To study the functioning of head-direction cells in three dimensions, Weizmann Institute scientists developed a tracking apparatus that allowed them to video-monitor all the three angles of head rotation – in flight terminology, yaw, pitch and roll – and to observe the movements of freely-behaving Egyptian fruit bats. At the same time, the bats’ neuronal activity was monitored via implanted microelectrodes. Recordings made with the help of these microelectrodes revealed that in a specific sub-region of the hippocampal formation, neurons are tuned to a particular 3D angle of the head: Certain neurons became activated only when the animal’s head was pointed at that 3D angle.

The study also revealed for the first time how the brain computes a sense of the vertical direction, integrating it with the horizontal. It turns out that in the neural compass, these directions are computed separately, at different levels of complexity: The scientists found that head-direction cells in one region of the hippocampal formation became activated in response to the bat’s orientation relative to the horizontal surface, that is, facilitating the animal’s orientation in two dimensions, whereas cells responding to the vertical component of the bat’s movement – that is, a 3D orientation – were located in another region. The researchers believe that the 2D head-direction cells could serve for locomotion along surfaces, as happens in humans when driving a car, whereas the 3D cells could be important for complex maneuvers in space, such as climbing tree branches or, in the case of humans, moving through multi-story buildings or piloting an aircraft.

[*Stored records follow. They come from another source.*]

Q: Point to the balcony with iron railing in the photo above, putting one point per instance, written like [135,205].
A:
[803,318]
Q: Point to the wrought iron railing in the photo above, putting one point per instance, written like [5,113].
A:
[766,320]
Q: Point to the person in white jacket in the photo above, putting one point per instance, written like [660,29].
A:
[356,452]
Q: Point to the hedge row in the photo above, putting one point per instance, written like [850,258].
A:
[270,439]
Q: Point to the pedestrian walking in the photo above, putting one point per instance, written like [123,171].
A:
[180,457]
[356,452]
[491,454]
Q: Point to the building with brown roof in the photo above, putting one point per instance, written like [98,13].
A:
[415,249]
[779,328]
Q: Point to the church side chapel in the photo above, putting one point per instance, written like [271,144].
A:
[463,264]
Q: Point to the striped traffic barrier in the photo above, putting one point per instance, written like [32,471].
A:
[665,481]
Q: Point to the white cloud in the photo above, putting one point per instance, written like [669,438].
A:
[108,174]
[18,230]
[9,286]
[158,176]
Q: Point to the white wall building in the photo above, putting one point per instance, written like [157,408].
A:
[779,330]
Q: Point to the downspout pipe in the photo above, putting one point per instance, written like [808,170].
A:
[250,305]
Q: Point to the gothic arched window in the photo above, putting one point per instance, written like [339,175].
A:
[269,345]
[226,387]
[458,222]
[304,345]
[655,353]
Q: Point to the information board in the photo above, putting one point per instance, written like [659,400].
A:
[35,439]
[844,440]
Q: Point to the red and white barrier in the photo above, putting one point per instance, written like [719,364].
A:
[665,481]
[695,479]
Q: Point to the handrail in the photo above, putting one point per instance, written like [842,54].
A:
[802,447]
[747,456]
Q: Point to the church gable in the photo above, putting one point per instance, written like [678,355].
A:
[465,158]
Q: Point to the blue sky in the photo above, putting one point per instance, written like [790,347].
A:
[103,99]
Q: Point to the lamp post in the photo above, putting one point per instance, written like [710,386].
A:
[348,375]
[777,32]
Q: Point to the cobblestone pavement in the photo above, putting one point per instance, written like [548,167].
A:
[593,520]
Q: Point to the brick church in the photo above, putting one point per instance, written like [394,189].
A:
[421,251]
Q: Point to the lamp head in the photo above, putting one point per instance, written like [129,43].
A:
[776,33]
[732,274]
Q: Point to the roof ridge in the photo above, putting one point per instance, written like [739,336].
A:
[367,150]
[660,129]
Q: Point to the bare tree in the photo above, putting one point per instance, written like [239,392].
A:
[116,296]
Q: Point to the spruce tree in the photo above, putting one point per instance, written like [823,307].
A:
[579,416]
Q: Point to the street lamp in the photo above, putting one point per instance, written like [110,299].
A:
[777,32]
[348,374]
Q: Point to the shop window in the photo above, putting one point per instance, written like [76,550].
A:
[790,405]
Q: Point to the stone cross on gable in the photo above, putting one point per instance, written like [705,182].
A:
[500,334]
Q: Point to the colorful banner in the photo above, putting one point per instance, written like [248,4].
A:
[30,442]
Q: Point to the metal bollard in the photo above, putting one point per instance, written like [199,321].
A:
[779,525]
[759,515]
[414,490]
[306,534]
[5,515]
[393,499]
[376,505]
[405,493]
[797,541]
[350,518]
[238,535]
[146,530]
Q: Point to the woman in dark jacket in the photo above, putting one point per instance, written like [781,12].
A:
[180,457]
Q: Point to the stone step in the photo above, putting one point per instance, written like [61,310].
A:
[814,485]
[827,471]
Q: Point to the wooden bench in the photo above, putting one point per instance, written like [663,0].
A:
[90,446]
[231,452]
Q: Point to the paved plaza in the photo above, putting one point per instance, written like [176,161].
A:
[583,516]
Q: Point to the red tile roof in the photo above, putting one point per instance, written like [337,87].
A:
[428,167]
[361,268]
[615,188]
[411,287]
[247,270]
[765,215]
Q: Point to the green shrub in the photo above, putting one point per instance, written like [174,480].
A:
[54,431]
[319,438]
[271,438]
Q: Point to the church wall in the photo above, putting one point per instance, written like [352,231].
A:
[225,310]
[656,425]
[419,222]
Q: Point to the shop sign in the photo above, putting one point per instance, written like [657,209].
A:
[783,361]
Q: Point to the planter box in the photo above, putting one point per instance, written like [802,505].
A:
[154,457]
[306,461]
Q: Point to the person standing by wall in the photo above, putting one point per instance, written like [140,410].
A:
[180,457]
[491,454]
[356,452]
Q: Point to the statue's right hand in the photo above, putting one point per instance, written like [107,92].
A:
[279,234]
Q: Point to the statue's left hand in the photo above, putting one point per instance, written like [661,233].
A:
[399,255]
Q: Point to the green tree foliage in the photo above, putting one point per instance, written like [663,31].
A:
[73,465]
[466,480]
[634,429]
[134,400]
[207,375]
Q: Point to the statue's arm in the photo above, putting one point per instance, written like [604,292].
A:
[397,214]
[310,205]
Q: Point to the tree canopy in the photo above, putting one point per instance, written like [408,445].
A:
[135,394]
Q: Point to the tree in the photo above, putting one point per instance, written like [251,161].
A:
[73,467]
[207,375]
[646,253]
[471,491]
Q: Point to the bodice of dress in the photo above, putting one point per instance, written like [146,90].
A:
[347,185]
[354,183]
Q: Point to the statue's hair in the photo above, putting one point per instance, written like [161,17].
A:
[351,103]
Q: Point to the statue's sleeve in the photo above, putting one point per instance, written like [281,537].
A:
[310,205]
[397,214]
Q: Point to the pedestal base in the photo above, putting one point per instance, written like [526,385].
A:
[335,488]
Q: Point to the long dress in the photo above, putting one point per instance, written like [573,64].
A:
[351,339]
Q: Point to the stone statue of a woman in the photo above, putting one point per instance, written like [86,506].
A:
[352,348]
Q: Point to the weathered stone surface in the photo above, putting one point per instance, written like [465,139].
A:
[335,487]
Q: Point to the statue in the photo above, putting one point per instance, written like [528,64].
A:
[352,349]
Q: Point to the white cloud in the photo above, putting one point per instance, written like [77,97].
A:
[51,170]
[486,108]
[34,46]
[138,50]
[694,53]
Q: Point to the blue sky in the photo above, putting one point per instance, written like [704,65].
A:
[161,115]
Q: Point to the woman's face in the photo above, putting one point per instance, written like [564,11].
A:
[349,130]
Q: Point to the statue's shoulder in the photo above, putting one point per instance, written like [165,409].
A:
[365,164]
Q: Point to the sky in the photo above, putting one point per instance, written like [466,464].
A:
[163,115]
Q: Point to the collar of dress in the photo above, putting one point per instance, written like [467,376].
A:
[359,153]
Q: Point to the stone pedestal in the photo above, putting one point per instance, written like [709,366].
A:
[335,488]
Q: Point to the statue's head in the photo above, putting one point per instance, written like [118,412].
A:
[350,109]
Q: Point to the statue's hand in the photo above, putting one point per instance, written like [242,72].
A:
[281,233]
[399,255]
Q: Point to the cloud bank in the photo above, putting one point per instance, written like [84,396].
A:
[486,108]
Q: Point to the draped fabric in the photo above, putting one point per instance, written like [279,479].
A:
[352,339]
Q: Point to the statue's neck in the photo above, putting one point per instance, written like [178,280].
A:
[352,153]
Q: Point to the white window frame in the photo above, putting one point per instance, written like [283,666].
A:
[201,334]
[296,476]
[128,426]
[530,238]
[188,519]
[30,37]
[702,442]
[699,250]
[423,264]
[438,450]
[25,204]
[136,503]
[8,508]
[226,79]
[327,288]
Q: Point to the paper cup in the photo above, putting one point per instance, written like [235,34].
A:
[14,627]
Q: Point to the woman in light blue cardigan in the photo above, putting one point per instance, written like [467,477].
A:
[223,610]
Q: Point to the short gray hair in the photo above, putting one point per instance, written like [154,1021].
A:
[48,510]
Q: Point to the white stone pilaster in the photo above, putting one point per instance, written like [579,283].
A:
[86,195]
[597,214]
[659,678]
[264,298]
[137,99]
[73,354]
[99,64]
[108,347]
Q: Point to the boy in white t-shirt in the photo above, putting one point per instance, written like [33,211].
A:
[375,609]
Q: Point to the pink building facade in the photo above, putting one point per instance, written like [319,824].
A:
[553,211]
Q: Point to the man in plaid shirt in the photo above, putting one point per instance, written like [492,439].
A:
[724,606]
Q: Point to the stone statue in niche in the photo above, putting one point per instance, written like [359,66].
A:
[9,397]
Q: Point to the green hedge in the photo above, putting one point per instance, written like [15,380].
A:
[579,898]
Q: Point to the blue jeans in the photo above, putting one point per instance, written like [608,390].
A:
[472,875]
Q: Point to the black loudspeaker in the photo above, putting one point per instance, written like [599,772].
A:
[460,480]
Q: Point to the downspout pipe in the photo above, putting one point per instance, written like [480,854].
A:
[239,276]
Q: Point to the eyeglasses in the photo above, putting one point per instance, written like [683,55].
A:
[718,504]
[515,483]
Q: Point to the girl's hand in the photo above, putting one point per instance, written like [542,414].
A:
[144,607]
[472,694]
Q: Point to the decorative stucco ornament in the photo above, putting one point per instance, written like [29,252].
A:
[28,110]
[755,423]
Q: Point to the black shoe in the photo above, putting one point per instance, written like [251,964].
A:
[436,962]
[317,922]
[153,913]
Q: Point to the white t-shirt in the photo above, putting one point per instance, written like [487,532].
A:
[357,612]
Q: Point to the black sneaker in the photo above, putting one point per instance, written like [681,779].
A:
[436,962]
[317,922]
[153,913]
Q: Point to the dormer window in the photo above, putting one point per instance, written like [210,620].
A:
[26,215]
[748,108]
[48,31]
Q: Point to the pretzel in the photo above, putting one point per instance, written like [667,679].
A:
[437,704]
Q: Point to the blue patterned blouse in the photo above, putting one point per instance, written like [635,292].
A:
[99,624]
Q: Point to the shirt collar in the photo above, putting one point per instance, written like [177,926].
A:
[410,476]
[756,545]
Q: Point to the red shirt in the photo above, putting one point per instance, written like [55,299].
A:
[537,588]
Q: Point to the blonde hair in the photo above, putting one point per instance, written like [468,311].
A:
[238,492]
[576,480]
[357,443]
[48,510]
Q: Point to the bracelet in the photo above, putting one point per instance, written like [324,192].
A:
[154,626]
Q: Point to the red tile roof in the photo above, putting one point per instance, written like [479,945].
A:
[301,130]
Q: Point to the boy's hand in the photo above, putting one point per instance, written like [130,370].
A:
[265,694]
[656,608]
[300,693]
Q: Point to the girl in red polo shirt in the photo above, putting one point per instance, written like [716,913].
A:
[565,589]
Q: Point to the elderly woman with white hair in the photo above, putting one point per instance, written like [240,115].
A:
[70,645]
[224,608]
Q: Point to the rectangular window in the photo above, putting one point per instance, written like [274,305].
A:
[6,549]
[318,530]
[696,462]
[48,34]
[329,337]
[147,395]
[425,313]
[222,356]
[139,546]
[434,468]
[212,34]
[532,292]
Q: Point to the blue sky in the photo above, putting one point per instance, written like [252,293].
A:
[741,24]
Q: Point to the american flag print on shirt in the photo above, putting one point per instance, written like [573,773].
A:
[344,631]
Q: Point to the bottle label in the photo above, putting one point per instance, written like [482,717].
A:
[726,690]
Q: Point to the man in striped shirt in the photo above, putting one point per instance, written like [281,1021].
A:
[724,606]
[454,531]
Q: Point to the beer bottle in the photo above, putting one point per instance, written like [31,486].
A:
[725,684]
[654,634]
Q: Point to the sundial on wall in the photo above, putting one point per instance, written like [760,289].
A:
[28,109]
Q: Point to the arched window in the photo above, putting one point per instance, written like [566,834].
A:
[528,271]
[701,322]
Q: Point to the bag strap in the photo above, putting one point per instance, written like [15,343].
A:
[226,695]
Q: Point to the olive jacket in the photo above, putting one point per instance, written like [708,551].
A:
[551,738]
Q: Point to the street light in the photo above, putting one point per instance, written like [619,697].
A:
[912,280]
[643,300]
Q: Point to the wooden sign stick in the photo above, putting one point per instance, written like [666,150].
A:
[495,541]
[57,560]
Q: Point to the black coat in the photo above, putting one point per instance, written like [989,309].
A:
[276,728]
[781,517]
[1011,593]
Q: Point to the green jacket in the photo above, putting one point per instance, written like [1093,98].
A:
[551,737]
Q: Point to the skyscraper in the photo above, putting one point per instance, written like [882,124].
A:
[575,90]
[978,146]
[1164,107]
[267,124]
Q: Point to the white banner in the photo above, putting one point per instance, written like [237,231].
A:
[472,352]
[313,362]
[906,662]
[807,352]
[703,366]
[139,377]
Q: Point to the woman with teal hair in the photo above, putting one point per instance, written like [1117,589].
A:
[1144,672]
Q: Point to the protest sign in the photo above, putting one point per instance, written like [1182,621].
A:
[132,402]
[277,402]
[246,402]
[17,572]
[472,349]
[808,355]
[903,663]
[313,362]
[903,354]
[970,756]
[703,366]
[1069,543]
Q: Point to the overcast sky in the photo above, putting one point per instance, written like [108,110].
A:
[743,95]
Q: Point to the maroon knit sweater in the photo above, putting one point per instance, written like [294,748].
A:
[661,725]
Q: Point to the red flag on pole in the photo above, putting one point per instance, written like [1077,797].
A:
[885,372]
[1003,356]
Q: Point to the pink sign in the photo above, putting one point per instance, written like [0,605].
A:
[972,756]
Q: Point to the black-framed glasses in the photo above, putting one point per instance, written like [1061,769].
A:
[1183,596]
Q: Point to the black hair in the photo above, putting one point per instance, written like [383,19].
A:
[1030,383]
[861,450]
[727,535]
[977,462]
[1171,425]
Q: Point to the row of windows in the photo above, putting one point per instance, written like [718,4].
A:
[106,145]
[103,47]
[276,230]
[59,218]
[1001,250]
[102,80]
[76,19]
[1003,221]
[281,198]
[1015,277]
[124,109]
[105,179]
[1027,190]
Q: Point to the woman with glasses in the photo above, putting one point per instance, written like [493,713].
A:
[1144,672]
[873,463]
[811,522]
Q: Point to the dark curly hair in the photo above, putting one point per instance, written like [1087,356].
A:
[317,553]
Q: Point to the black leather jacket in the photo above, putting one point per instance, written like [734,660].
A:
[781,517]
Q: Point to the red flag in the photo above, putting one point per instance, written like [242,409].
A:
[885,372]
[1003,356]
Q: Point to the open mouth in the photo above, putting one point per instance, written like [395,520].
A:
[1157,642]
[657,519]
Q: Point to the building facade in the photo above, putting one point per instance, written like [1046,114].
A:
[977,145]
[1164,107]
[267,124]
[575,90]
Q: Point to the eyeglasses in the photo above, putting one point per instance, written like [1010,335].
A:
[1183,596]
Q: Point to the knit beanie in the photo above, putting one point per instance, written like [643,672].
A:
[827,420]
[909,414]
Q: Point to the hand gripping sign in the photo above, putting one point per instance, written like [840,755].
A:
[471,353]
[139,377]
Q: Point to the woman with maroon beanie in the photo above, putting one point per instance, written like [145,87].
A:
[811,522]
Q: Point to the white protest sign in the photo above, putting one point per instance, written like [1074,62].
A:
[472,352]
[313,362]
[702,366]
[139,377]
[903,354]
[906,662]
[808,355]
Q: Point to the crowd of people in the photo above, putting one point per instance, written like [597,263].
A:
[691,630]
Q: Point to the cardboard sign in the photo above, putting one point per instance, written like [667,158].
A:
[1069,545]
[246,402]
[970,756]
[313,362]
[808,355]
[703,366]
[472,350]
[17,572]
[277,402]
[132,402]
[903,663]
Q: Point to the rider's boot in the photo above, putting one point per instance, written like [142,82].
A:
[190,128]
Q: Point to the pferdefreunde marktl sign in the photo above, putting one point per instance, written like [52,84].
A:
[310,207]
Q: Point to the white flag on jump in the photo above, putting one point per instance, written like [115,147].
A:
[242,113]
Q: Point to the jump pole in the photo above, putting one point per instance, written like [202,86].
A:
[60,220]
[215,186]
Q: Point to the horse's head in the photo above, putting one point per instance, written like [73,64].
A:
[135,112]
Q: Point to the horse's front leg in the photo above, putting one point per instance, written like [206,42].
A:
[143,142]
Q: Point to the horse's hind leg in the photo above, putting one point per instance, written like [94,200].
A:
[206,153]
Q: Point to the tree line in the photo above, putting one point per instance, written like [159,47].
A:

By further experimenting on inverted bats, those hanging head-down, the scientists were able to clarify how exactly the head-direction signals are computed in the bat brain. It turned out that these computations are performed in a way that can be described by an exceptionally efficient system of mathematical coordinates (the technical term is “toroidal”). Thanks to this computational approach used by their brain, the bats can efficiently orient themselves in space whether they are moving head up or down.

This research supports the idea that head-direction cells in the hippocampal formation serve as a 3D neural compass. Though the study was conducted in bats, the scientists believe their findings should also apply to non-flying mammals, including squirrels and monkeys that jump between tree branches, as well as humans. “Now this blueprint can be applied to other species that experience 3D in a more limited sense,” Prof. May-Britt Moser, one of the 2014 Nobel laureates, writes in the “News and Views” opinion piece that accompanies the Weizmann study in Nature.